Does everything feel partisan now? Why are many church folk either disengaged from politics or not wanting it talked about in faith communities? Then when it is discussed, why do we believe there are only two, and always opposing, sides? How does fear shape our responses to the world we believe we are called to love and serve as followers of Jesus? We claim to be Christians. We are custodians of the Gospel. The church needs to do some reckoning. We are called to bear witness to a God of justice and compassion. What if our righteousness was rooted in justice in community? Come wrestle with all this with our presenter and move from this gathering back out into the world with a groundedness in the Gospel.
The Rev. George Mason has been senior pastor of Wilshire Baptist Church in Dallas, TX, since 1989. He is a nationally recognized religious leader, serving the Cooperative Baptist Fellowship, Fellowship Southwest, Pastors for Texas Children, and Faith Forward Dallas at Thanks-Giving Square. He is the lead advisor for the Baptist House of Studies at Perkins School of Theology (SMU). George is an op-ed contributor to the Dallas Morning News and writes a monthly column on public theology for the community news magazine, The Advocate. Since 2018, he has produced and hosted Good God, a podcast featuring conversations about faith and public life.

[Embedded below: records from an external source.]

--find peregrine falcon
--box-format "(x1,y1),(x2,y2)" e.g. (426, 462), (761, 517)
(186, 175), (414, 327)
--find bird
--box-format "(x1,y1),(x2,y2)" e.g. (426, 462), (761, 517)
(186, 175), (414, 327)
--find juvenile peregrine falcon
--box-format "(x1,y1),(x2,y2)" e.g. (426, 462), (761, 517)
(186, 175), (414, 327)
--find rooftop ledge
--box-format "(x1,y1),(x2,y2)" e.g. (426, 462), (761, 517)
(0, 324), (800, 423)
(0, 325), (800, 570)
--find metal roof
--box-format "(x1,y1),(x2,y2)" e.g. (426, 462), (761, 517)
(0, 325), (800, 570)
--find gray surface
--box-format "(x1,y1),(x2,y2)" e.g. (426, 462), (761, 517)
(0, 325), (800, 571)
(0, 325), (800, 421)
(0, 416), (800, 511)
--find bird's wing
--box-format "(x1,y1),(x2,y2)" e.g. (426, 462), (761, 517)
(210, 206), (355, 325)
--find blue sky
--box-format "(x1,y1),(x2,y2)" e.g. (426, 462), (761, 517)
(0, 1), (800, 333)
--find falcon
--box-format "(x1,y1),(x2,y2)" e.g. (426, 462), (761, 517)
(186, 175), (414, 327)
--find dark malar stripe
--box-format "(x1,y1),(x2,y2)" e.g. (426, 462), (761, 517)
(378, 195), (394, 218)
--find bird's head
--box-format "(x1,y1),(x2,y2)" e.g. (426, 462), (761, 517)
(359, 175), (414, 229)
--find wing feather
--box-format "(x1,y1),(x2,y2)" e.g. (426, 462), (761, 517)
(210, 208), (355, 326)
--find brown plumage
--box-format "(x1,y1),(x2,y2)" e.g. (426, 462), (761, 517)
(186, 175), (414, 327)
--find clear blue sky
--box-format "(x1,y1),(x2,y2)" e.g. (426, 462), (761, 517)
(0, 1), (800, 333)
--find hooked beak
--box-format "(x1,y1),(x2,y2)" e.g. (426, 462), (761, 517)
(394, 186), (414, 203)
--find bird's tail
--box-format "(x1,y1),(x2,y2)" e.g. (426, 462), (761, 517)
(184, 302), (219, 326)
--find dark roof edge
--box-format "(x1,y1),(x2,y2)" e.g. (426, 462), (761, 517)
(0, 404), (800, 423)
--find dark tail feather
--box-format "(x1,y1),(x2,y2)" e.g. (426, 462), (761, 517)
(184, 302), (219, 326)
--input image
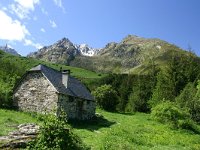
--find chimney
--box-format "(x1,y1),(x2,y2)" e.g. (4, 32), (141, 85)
(62, 70), (70, 88)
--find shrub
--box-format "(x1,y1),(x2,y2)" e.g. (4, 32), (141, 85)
(28, 110), (86, 150)
(151, 102), (199, 132)
(93, 84), (118, 111)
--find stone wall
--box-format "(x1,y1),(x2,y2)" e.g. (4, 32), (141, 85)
(13, 72), (58, 113)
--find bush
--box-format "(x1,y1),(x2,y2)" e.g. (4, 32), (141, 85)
(28, 110), (86, 150)
(151, 102), (199, 132)
(93, 84), (118, 111)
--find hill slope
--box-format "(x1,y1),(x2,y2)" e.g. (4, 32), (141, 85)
(29, 35), (195, 73)
(0, 50), (103, 107)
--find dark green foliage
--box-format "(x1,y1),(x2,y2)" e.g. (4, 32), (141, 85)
(149, 53), (200, 107)
(151, 102), (200, 133)
(126, 76), (152, 112)
(93, 84), (118, 111)
(28, 114), (86, 150)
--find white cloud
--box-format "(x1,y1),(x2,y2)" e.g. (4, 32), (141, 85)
(33, 16), (37, 21)
(24, 39), (43, 49)
(40, 28), (46, 32)
(14, 0), (40, 10)
(49, 20), (57, 28)
(41, 8), (48, 15)
(53, 0), (65, 13)
(0, 10), (30, 41)
(9, 0), (40, 19)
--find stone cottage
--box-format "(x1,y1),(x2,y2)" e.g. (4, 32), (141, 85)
(13, 65), (95, 120)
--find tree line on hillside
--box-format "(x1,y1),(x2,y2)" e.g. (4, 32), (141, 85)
(93, 53), (200, 122)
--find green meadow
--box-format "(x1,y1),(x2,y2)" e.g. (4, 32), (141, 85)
(0, 109), (200, 150)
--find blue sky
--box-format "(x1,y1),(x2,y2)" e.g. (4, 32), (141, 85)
(0, 0), (200, 56)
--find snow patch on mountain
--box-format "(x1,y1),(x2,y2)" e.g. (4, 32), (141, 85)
(75, 44), (100, 57)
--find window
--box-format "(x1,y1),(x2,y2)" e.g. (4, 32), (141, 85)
(69, 96), (74, 102)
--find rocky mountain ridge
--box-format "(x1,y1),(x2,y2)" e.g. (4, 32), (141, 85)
(0, 44), (19, 56)
(28, 35), (188, 73)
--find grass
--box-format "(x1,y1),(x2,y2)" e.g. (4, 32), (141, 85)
(72, 110), (200, 150)
(0, 109), (38, 136)
(0, 109), (200, 150)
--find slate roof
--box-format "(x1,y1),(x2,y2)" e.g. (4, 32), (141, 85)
(28, 64), (94, 100)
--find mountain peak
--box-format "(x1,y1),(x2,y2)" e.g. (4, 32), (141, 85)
(0, 44), (19, 56)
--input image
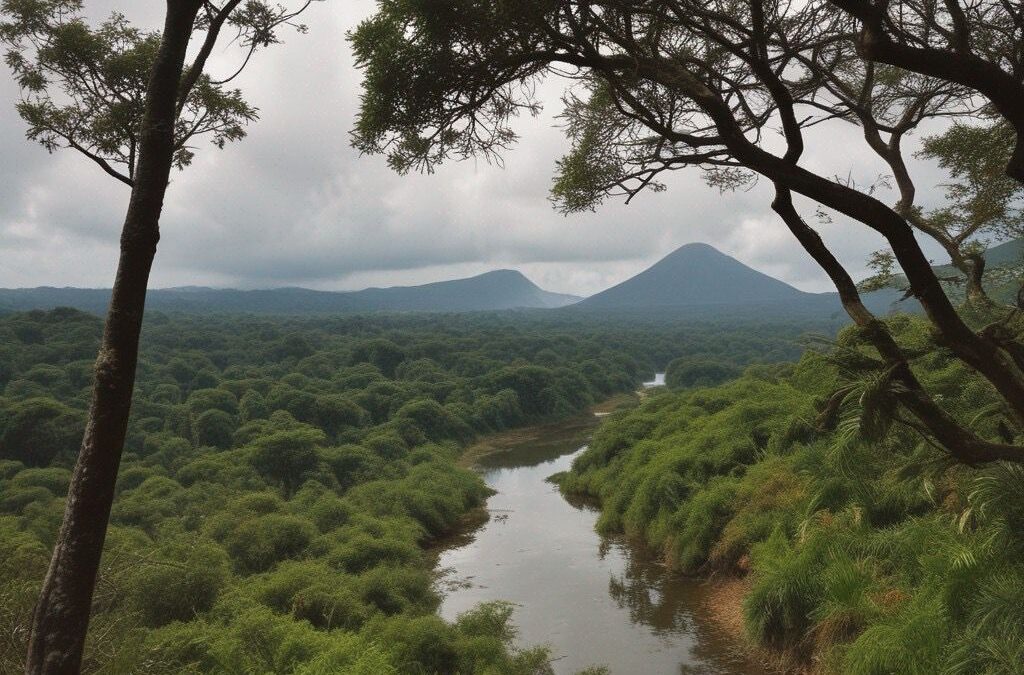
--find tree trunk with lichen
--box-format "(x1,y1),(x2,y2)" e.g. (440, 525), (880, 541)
(26, 0), (202, 675)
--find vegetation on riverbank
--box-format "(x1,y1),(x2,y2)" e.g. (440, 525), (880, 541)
(0, 309), (823, 675)
(562, 317), (1024, 675)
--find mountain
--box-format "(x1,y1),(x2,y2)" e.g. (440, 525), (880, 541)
(0, 269), (580, 314)
(573, 244), (900, 313)
(579, 244), (815, 309)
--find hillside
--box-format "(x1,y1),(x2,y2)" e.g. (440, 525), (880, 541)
(0, 269), (579, 314)
(573, 244), (900, 314)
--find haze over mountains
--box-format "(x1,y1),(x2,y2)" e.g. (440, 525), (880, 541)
(0, 269), (581, 314)
(0, 244), (921, 315)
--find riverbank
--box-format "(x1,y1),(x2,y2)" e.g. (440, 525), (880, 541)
(436, 396), (768, 675)
(701, 576), (814, 675)
(459, 393), (640, 467)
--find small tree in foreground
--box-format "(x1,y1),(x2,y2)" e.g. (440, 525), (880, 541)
(0, 0), (312, 673)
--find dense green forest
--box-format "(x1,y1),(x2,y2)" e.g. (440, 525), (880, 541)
(0, 309), (829, 674)
(561, 317), (1024, 675)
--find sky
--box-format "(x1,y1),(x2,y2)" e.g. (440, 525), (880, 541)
(0, 0), (954, 295)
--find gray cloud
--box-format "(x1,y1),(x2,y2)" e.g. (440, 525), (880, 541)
(0, 0), (950, 294)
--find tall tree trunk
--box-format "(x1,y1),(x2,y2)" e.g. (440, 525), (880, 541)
(26, 0), (202, 675)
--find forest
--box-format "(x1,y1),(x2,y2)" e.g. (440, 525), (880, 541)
(0, 0), (1024, 675)
(561, 309), (1024, 675)
(0, 309), (828, 674)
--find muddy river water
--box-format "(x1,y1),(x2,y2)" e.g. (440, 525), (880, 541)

At Wilshire, George birthed and directs the Pathways to Ministry clergy apprenticeship program. This includes a renowned pastoral residency program that has become a model for congregations nationwide. His book, Preparing the Pastors We Need: Reclaiming the Congregation’s Role in Training Clergy, was published in 2012 by Alban Press. One of his passions is encouraging those whom God has called into vocational ministry.

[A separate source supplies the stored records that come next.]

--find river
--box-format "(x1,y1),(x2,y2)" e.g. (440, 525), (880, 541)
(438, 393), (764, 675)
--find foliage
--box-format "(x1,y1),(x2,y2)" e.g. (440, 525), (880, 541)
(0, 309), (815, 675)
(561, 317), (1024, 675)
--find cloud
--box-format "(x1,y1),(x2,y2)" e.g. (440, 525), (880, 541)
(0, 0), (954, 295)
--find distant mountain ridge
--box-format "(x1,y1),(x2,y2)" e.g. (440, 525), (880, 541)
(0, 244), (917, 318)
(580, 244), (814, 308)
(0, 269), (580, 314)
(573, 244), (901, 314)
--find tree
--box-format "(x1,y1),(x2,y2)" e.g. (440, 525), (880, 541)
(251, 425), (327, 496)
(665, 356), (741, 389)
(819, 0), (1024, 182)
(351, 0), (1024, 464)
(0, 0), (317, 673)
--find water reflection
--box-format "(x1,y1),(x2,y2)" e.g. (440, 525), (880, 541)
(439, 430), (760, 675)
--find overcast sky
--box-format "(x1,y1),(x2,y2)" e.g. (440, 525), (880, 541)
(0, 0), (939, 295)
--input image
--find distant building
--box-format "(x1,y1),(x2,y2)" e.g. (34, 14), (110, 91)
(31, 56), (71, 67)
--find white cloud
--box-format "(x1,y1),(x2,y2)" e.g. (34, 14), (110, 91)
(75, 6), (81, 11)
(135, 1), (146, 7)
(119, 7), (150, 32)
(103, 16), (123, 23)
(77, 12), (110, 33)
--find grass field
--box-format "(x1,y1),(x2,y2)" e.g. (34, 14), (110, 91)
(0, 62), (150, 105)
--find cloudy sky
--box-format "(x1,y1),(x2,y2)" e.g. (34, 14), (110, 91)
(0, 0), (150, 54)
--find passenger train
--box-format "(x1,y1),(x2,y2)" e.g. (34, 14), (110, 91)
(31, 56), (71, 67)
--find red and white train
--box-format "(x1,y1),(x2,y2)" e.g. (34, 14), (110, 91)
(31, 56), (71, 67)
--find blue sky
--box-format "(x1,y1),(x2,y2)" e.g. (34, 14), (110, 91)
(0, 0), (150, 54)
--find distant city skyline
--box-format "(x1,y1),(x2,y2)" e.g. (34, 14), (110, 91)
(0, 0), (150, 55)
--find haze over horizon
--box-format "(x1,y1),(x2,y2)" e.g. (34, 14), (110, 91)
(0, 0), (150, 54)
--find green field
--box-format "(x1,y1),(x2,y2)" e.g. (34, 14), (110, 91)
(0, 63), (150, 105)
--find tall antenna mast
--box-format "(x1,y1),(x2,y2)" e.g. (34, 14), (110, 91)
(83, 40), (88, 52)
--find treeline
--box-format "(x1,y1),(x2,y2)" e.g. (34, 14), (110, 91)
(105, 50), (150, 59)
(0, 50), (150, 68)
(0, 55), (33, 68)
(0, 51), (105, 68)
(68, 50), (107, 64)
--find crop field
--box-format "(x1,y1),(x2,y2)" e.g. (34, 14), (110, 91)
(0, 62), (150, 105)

George earned a business degree in 1978 from the University of Miami (Florida), where he was a quarterback on the football team. He holds both the Master of Divinity (1982) and Doctor of Philosophy (1987) degrees from Southwestern Baptist Theological Seminary in Fort Worth. His doctoral field of study was systematic theology, with a minor in philosophy of religion.

A native of New York City, George has been married to Kim since 1979. They have three children and six grandchildren.